Your business’s overhead consists of all of your fixed expenses. These include utilities, rent, marketing, insurance, and salaries. These bills are the tables stakes to running your company, and they might fluctuate from month to month, but they don’t go away.
Although “fixed expenses” might seem too rigid to optimize, there are quite a few ways you can trim your overhead.
Cut down on labor costs
The first place you should look for cost-cutting is your labor costs. These expenses include the money you put towards having a staff, such as payroll and benefits. As these buckets tend to take up the bulk of your overhead, you should start there and work your way down.
A quick and easy place to start is renting a virtual office to handle your phone, fax, and email reception. If your business is still new or you don’t require a physical office, a virtual office can put your presence out in the world with legitimate, professional contact information. You won’t have to hire a receptionist, and you can save money by eighty-sixing your lease at the same time.
Shift to remote
Another way to cut back on overhead is by shifting to remote work. If your business doesn’t require your entire team to be physically present, you can convert a portion of your workforce to hybrid or fully remote.
By shifting to a hybrid or remote model, you can cut back on utilities and other smaller costs that add up, such as paper products or other supplies. In addition, you might also be able to downsize or eliminate your office space.
If you’ve had the same insurance plan since you opened your business, it might be time to consider looking elsewhere. The best deal you could find back then might pale compared to deals available to you as a fully-established company today.
Take some time to compare different insurance plans and providers. While doing that, sit down with a professional and go over your policy. You might find that you’re paying for more than you need, meaning there may be opportunities to save money even if you don’t switch providers.
Real estate markets fluctuate constantly, and rent is one of the highest overhead costs next to salaries. If you’ve recently found yourself in a buyer’s market, you could start looking for a new space that costs less.
Now might also be an excellent time to consider whether you should downsize. Take a look at your business model and day-to-day operations and see if you might benefit from a smaller office or a home-based remote work model.
Water, internet, electricity, HVAC, garbage removal–these utilities add up. What’s more, over time, these resources often increase in price. Unfortunately, these also tend to be the trickiest areas to trim down. But tricky doesn’t equal impossible.
The best way to cut utility costs is by going green. For example, you could go paperless to minimize the amount of electricity you use for printing. You could swap lightbulbs and appliances for high-efficiency units. Or, if you’re willing to front the cost, you could install solar panels.
Another option for trimming utility costs is to shop around for phone and internet providers. For example, if your current ISP charges you $200 per month, but a competitor will charge $150, you could try to work a deal with your current company in exchange for remaining a customer.
If you paused to consider downsizing during the paragraphs about rent, it’s time to take a second look at the company as a whole. There are several areas where you could downsize your company that don’t involve nearly closing your doors.
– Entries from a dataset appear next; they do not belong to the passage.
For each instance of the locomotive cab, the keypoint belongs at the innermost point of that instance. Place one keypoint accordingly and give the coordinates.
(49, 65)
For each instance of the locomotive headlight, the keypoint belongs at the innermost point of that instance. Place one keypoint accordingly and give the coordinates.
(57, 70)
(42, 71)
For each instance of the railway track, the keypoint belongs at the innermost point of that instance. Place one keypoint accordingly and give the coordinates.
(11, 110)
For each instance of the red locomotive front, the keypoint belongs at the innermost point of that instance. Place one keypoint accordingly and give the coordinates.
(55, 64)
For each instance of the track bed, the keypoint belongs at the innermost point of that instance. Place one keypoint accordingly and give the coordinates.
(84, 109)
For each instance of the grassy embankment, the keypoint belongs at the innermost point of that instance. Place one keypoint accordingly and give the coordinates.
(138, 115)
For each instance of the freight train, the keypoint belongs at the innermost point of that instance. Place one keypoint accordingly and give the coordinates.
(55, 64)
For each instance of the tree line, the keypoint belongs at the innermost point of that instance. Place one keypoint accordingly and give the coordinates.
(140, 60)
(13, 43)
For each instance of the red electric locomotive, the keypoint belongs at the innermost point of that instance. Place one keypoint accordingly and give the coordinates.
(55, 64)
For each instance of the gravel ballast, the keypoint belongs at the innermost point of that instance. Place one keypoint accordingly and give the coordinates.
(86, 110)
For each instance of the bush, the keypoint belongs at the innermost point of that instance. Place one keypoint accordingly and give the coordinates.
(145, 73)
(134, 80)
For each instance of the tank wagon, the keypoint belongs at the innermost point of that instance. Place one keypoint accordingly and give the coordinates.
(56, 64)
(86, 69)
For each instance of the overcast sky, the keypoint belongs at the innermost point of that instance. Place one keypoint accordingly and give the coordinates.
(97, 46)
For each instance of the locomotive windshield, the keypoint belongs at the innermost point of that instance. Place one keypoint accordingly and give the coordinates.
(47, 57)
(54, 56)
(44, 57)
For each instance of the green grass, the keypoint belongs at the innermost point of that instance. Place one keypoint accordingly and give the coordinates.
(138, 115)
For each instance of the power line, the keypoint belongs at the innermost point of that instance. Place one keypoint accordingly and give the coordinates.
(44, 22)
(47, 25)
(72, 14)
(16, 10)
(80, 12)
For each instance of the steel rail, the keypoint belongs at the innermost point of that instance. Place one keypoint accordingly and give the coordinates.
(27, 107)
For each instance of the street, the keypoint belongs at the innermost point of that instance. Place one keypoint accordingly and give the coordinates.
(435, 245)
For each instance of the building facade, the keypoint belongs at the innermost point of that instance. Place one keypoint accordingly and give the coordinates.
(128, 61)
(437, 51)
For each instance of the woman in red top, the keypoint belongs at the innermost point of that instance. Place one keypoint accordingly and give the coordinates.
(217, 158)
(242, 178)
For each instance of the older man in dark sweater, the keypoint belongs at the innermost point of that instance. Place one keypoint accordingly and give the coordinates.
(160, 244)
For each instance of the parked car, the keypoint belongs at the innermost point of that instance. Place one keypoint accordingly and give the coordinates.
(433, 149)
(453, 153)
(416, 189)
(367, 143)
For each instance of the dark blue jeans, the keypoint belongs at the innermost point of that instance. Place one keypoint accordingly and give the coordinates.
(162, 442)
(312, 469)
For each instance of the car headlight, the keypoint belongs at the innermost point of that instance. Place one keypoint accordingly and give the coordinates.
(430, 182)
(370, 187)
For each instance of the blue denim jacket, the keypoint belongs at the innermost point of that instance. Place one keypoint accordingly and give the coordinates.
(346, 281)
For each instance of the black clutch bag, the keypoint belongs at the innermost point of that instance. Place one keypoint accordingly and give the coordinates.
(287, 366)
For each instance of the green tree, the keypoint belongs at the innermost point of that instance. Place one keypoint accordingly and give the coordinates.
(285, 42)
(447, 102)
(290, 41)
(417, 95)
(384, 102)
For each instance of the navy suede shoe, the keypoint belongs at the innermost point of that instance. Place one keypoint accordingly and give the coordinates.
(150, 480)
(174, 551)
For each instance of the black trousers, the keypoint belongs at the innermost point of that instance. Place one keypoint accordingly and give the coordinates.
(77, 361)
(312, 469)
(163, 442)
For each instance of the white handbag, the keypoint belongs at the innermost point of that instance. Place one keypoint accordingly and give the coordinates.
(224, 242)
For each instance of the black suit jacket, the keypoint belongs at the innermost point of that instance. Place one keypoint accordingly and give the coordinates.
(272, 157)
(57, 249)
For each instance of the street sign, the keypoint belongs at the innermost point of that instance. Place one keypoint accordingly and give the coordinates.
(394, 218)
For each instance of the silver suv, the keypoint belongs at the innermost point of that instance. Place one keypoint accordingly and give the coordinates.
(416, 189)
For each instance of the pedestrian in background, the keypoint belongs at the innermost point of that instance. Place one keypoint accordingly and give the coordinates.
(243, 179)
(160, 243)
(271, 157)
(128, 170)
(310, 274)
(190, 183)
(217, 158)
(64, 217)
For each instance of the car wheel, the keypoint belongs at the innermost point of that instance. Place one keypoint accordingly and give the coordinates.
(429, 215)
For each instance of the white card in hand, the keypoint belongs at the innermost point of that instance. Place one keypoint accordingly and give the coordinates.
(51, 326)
The first place to look is at the services you offer to see what you can adjust. For example, if you own a restaurant, you could remove menu items that cost more than they’re worth to make.
Finally, ask yourself if any of your employees’ roles can be consolidated. Letting people go might be a hard pill to swallow, but if you’re trying to keep your business afloat, it may be viable as a last resort.
Like renting a virtual office, outsourcing rote services is an excellent way to cut overhead. There are a lot of business process outsourcing firms, or BPOs, that can take on specific front and backend tasks at a reduced cost.
For example, you can hire a BPO to act as a customer response service. Some BPOs will handle your payroll and billing or HR processes, while others can take on marketing or data entry. If your business is brand new or you’re aiming to reduce your staff size, outsourcing is an excellent place to start.
Cutting your business’s overhead can be time-consuming and, at times, challenging. Fortunately, there are several ways you can trim your overhead costs without sacrificing your company’s quality. Just make sure you take your time, consult your business plan, and always do what’s in the best interest of your company.